Omaha Combines the Best of Big City Culture With Small Town Friendliness

While Omaha may not top a typical list of vacation hot spots, the Midwestern city has much to offer visitors, most notably a friendly face just about any time you turn around. The largest city in Nebraska, Omaha has a population of about 466,000 in an area of about 141 square miles. Located on the Missouri River, the city has a number of cultural and historic buildings interspersed with open space and an abundance of public art.

a bronze stature of a girl in a tutu
Degas’ “Little Dancer” displayed in Omaha’s Joslyn Museum

Sculptures can be seen along city streets and throughout parks, quietly indicating that Omaha is very artist-friendly. The Joslyn Art Museum has displays both indoors and out and like other world-class museums, has both permanent and visiting exhibits. The Art Deco building dates back to 1931 and houses artwork from around the world including Degas’ “Little Dancer” as well as works by Monet, Renoir, Rodin and Rembrandt. The museum’s “Art Works” provides 1,500 square feet of interactive space for young art aficionados to experience and learn about art.

The downtown Old Market is listed on the National Register of Historic Places and is a popular area for shopping and dining.
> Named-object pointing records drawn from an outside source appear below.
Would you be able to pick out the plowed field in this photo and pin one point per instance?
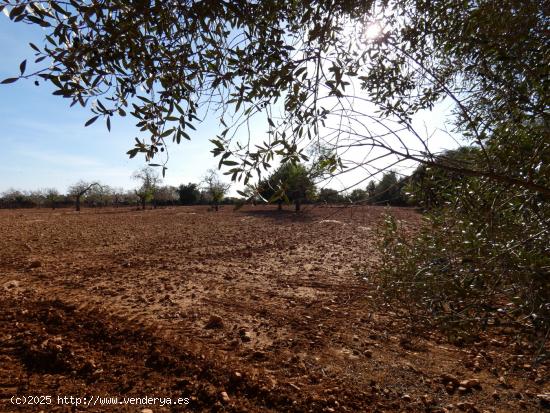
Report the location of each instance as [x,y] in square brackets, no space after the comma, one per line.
[234,311]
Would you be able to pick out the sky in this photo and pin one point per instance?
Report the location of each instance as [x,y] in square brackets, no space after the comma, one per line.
[44,143]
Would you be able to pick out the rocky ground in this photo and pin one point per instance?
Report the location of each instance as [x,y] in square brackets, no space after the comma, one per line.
[250,310]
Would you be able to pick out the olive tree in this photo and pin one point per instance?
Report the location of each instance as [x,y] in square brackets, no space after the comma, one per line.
[78,190]
[215,189]
[149,181]
[349,75]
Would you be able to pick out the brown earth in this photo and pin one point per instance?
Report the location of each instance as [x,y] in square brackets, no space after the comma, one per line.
[248,310]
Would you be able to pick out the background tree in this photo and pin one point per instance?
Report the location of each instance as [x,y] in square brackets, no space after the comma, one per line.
[291,182]
[403,57]
[78,190]
[52,197]
[358,195]
[149,180]
[188,194]
[389,191]
[330,196]
[166,195]
[215,189]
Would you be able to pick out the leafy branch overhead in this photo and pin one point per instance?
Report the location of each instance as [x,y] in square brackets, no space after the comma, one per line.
[340,84]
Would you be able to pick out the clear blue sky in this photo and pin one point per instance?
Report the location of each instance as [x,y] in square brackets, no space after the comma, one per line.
[45,144]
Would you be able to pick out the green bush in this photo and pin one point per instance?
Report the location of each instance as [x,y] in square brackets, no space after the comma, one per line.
[480,260]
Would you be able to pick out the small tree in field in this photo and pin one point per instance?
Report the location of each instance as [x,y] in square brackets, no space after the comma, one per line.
[149,183]
[78,190]
[52,196]
[291,182]
[189,194]
[215,188]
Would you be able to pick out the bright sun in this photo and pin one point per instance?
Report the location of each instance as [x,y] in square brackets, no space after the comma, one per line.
[372,30]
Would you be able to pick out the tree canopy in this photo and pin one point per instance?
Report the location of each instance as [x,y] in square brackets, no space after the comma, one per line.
[166,62]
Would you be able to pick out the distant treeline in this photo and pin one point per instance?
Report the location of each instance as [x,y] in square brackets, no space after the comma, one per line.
[390,190]
[106,196]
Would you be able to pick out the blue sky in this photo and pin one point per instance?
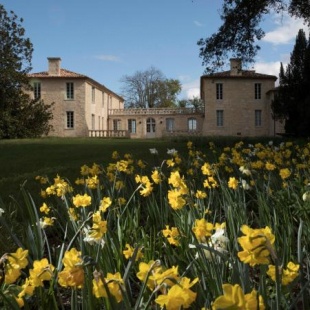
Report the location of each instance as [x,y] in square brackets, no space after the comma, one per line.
[107,39]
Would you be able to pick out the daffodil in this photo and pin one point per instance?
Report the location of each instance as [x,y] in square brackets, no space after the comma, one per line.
[234,298]
[287,275]
[82,200]
[105,204]
[73,273]
[172,234]
[233,183]
[256,244]
[42,271]
[130,251]
[202,230]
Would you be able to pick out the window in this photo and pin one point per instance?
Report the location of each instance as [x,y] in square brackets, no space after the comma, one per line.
[93,94]
[116,124]
[258,118]
[258,90]
[169,124]
[220,118]
[93,122]
[192,124]
[150,125]
[70,91]
[132,125]
[219,91]
[70,119]
[37,90]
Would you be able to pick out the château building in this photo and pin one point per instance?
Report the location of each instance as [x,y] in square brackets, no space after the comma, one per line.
[237,103]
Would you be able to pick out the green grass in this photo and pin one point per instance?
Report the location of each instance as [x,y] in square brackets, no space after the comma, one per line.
[23,160]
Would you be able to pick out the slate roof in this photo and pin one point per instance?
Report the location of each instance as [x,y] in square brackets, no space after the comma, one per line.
[63,73]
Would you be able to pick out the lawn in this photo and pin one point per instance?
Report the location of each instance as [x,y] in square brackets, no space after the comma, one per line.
[23,160]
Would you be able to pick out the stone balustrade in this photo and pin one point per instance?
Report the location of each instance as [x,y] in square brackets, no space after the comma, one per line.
[108,134]
[155,111]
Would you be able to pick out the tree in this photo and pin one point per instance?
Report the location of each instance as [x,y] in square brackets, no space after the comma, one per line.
[20,116]
[292,101]
[240,29]
[150,89]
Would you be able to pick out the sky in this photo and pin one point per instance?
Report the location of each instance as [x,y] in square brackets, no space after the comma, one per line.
[109,39]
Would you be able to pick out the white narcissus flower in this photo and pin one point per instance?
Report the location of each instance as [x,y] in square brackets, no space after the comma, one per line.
[171,151]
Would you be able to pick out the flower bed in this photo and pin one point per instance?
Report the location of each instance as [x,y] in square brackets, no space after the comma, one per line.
[231,233]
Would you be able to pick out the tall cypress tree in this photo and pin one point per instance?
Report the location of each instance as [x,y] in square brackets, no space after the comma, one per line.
[292,100]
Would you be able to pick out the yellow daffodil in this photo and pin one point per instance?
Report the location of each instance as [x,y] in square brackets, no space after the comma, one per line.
[73,273]
[105,204]
[256,244]
[130,251]
[234,298]
[233,183]
[42,271]
[202,230]
[287,275]
[81,200]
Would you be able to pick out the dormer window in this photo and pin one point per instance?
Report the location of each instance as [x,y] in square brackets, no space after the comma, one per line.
[37,90]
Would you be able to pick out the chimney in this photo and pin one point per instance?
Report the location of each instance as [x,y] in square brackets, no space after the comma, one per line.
[54,66]
[235,66]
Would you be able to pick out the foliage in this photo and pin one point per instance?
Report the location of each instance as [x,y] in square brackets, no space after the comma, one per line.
[240,30]
[292,101]
[189,233]
[150,89]
[20,116]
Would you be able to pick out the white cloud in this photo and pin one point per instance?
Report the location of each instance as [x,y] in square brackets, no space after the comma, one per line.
[285,31]
[108,58]
[191,89]
[272,68]
[198,24]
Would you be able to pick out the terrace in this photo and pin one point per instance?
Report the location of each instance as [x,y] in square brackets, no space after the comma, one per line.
[156,111]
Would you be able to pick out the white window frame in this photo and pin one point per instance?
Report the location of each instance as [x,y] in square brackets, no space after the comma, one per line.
[93,94]
[258,118]
[219,118]
[169,124]
[192,124]
[117,124]
[37,90]
[219,91]
[132,125]
[150,125]
[258,91]
[69,90]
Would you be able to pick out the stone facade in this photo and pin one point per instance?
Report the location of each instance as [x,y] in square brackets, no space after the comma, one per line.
[237,103]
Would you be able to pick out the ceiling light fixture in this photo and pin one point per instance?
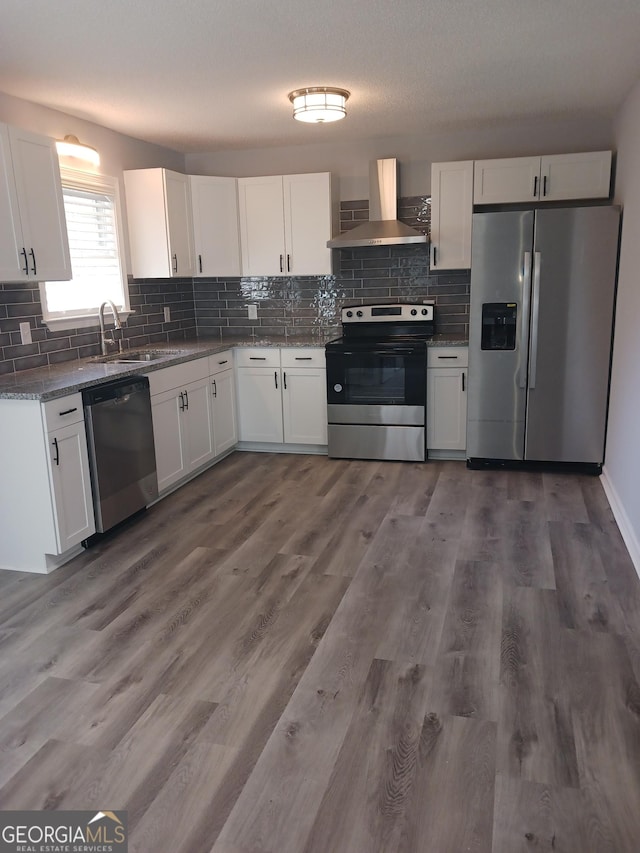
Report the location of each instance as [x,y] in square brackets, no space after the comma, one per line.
[319,104]
[71,146]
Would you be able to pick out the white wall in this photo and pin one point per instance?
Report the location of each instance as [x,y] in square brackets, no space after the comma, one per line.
[622,464]
[350,160]
[117,151]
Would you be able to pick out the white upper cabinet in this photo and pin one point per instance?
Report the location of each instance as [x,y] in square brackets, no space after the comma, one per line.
[308,223]
[451,215]
[216,230]
[33,229]
[556,177]
[503,181]
[285,222]
[567,176]
[261,225]
[160,223]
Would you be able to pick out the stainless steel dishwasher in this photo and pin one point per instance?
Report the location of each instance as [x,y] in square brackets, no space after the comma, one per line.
[122,457]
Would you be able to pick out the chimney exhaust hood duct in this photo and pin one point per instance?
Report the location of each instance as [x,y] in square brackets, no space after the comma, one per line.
[383,228]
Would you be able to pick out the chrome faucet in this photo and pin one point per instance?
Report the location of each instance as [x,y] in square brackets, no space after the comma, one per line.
[104,341]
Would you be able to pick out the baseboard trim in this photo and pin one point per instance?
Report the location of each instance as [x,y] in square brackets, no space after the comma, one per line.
[622,520]
[267,447]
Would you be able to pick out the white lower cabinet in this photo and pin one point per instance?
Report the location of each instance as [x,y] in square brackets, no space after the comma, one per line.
[225,425]
[71,485]
[45,503]
[182,420]
[223,392]
[282,396]
[447,400]
[260,405]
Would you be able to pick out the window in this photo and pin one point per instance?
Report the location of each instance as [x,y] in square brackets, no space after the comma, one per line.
[91,206]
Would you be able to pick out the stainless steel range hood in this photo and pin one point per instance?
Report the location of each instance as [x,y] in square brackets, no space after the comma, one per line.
[383,227]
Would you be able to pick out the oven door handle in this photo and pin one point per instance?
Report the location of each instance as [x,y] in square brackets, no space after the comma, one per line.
[388,352]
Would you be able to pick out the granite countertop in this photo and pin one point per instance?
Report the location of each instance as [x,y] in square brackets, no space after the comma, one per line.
[47,383]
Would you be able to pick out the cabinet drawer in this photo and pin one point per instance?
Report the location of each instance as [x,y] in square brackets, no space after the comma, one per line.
[178,375]
[447,356]
[220,361]
[62,411]
[258,357]
[302,357]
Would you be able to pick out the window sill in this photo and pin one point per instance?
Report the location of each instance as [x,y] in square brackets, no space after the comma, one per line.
[82,321]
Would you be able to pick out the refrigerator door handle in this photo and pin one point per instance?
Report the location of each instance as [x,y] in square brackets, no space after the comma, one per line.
[535,310]
[524,327]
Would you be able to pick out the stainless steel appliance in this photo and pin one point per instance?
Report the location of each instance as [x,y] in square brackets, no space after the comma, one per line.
[542,301]
[122,458]
[377,382]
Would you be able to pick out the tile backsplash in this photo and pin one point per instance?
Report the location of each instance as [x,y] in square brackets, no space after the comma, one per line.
[216,307]
[310,305]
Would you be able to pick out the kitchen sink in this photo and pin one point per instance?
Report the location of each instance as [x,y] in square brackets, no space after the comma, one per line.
[135,357]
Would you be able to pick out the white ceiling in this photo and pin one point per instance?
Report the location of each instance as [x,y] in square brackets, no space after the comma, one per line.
[207,75]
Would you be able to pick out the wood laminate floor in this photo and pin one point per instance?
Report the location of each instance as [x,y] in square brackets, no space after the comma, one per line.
[302,655]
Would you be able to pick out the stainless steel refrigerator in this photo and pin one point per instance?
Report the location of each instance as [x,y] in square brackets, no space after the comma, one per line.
[540,335]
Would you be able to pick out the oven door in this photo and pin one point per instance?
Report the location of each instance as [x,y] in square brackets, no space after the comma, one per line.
[377,376]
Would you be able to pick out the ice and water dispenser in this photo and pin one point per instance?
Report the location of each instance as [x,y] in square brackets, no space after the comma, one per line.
[499,325]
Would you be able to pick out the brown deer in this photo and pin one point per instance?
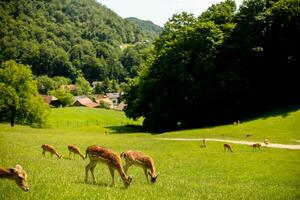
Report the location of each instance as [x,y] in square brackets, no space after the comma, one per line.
[228,147]
[138,158]
[256,146]
[17,174]
[106,156]
[204,142]
[266,141]
[75,150]
[50,149]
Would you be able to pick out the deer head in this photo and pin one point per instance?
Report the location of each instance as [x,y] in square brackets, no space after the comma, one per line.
[20,177]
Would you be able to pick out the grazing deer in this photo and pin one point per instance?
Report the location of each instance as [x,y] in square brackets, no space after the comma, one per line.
[256,146]
[50,149]
[17,174]
[106,156]
[75,150]
[227,146]
[140,159]
[266,141]
[203,143]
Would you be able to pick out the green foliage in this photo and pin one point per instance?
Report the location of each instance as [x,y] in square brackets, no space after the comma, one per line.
[45,84]
[83,87]
[66,38]
[219,67]
[148,27]
[19,98]
[104,104]
[202,173]
[64,96]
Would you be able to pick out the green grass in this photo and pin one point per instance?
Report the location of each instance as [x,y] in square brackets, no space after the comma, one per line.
[186,170]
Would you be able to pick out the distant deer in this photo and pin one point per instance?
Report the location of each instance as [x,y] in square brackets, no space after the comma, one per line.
[75,150]
[203,143]
[228,147]
[266,141]
[17,174]
[106,156]
[256,146]
[50,149]
[138,158]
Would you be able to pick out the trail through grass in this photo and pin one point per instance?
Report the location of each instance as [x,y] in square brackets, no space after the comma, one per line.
[186,170]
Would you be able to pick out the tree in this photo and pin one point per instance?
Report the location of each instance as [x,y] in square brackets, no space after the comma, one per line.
[19,98]
[65,97]
[45,84]
[83,86]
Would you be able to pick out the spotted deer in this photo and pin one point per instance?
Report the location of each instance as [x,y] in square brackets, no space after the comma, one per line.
[256,146]
[50,149]
[17,174]
[204,142]
[75,150]
[138,158]
[228,147]
[98,154]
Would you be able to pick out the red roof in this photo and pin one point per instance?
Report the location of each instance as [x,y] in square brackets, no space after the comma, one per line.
[85,102]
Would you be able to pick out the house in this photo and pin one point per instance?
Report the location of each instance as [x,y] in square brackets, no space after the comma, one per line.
[71,87]
[95,83]
[105,99]
[114,97]
[84,101]
[121,106]
[51,100]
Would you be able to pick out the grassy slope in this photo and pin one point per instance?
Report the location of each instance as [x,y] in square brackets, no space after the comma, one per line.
[284,128]
[186,171]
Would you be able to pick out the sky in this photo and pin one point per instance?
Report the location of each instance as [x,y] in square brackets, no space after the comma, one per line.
[158,11]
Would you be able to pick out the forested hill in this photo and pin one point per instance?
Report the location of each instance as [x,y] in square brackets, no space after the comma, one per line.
[66,37]
[148,27]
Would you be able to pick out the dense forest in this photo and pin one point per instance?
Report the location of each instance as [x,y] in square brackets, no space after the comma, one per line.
[151,29]
[223,66]
[69,38]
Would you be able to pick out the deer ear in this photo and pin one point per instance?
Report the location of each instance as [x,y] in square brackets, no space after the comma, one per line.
[18,167]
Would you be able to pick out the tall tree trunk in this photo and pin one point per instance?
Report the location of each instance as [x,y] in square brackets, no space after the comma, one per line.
[12,116]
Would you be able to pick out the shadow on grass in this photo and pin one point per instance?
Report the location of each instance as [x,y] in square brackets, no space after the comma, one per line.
[99,184]
[283,111]
[127,129]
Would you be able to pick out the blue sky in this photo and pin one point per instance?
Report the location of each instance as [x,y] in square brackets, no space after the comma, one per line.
[158,11]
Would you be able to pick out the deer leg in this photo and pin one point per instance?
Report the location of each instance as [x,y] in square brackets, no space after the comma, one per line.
[112,173]
[87,168]
[126,167]
[146,174]
[92,171]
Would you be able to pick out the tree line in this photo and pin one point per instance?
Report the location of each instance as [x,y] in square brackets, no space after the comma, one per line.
[222,66]
[69,38]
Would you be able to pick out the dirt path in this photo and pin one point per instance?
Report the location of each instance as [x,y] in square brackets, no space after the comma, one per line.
[273,145]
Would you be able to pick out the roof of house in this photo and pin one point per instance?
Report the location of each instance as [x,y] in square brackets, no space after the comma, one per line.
[84,101]
[70,87]
[121,106]
[48,98]
[94,83]
[113,95]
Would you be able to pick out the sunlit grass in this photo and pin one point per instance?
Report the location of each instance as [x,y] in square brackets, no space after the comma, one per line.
[186,170]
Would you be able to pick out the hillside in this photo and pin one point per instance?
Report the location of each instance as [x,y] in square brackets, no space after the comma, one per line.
[148,27]
[66,37]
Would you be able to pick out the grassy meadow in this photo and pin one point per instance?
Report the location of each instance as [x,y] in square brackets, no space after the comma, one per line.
[186,170]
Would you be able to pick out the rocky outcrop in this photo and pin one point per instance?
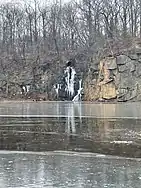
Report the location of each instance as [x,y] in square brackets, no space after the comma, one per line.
[116,78]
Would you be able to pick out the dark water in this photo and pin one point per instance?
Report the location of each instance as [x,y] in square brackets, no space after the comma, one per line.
[69,147]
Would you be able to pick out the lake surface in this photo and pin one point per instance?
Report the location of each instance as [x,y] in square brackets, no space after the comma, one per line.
[63,144]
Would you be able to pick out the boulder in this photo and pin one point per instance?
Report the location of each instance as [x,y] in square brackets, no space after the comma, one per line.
[108,91]
[122,59]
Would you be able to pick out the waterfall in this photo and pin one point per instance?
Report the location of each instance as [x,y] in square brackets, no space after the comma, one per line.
[69,84]
[78,95]
[70,76]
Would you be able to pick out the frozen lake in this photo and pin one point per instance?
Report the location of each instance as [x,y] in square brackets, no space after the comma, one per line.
[60,144]
[63,109]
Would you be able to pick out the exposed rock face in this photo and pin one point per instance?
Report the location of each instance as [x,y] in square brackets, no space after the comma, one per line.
[118,78]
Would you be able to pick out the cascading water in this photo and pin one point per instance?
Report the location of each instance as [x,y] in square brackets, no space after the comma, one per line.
[78,96]
[69,85]
[70,76]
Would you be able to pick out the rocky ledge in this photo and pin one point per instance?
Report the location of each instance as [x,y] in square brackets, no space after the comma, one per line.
[116,78]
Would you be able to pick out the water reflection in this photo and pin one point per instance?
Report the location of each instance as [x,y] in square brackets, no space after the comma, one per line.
[71,127]
[60,109]
[60,171]
[106,136]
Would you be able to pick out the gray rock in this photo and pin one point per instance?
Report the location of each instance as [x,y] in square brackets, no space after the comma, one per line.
[111,63]
[122,59]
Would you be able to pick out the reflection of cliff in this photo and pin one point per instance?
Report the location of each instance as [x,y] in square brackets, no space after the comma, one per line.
[116,137]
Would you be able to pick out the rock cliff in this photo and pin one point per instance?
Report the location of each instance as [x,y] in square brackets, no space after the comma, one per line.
[115,78]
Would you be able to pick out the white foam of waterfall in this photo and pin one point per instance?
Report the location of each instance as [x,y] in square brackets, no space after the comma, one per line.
[70,76]
[78,96]
[57,87]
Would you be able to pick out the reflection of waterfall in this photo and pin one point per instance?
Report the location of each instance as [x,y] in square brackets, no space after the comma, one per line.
[74,110]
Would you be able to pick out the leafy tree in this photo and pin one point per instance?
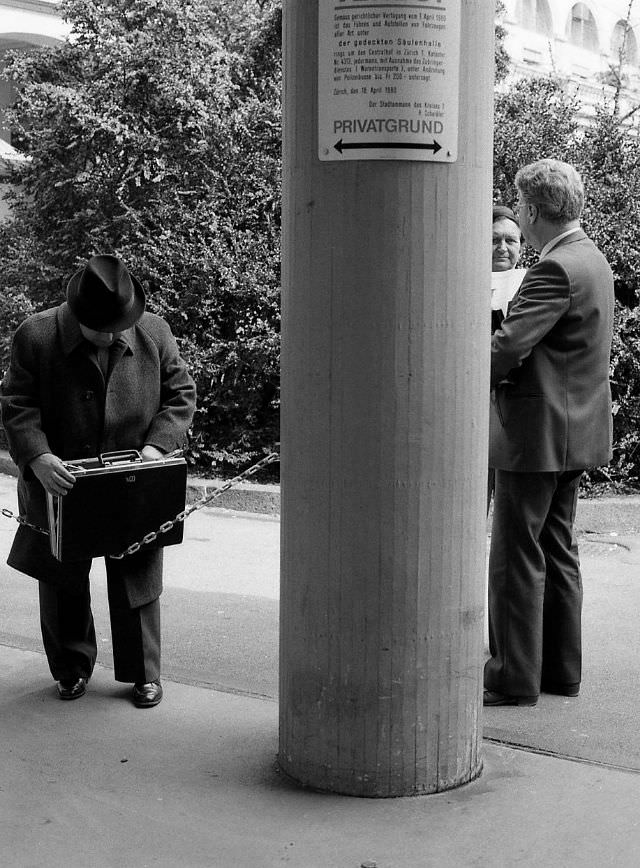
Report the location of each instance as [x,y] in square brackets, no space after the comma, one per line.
[150,138]
[501,58]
The area is home to over 45 restaurants and drinking establishments as well as many unique shops and galleries.

a brick storefront with large display windows - a sign says "Ernest Buffett" above the double doors
A replica of the original Buffett store sits in the basement of the Durham

Just down the street is the Durham Museum, located in the old train station. Dedicated to preserving the history of the area, this museum tells the story of Omaha’s immigrant origins and provides a walk back in time with its life-sized replicas of everything from a rawhide tepee to the original Buffett Grocery Store (the place a young Warren Buffett once worked). The rail history is not forgotten, with a section dedicated to trains, including the opportunity to walk through rail cars and experience changing times and fashions.

Omaha also has some presidential history. President Gerald Ford was born in the city and a small portion of a block with gardens and sculpture mark the location. Betty Ford is also honored here, with a garden in her name.

A visit to Omaha wouldn’t be complete without a stop at the Henry Dooly Zoo and Aquarium. Considered one of the best zoos in the world, animal habitats have been created with such thought and authenticity that visitors may forget they are in the middle of the US rather than the animals’ natural habitats. While you wouldn’t think an aquarium would be in a landlocked state, here too, animal exhibits mimic native habitats. The penguin exhibit in particular is a place where visitors pause and watch these birds swim and play.

 

The Bob Kerrey Pedestrian Bridge takes visitors from Omaha to Council Bluffs, IA

Omaha is also home to the Lewis & Clark Historic Trail Headquarters, near the Bob Kerrey Pedestrian Bridge, a 3000-foot pedestrian bridge that spans the Missouri River, the first ever to connect two states. (Council Bluffs, Iowa sits on the other side of the bridge.) There, displays provide information about the explorers discovery and an outdoor garden provides a relaxing walk through native plants identified with small signs as well as hints of what wildlife calls this place home.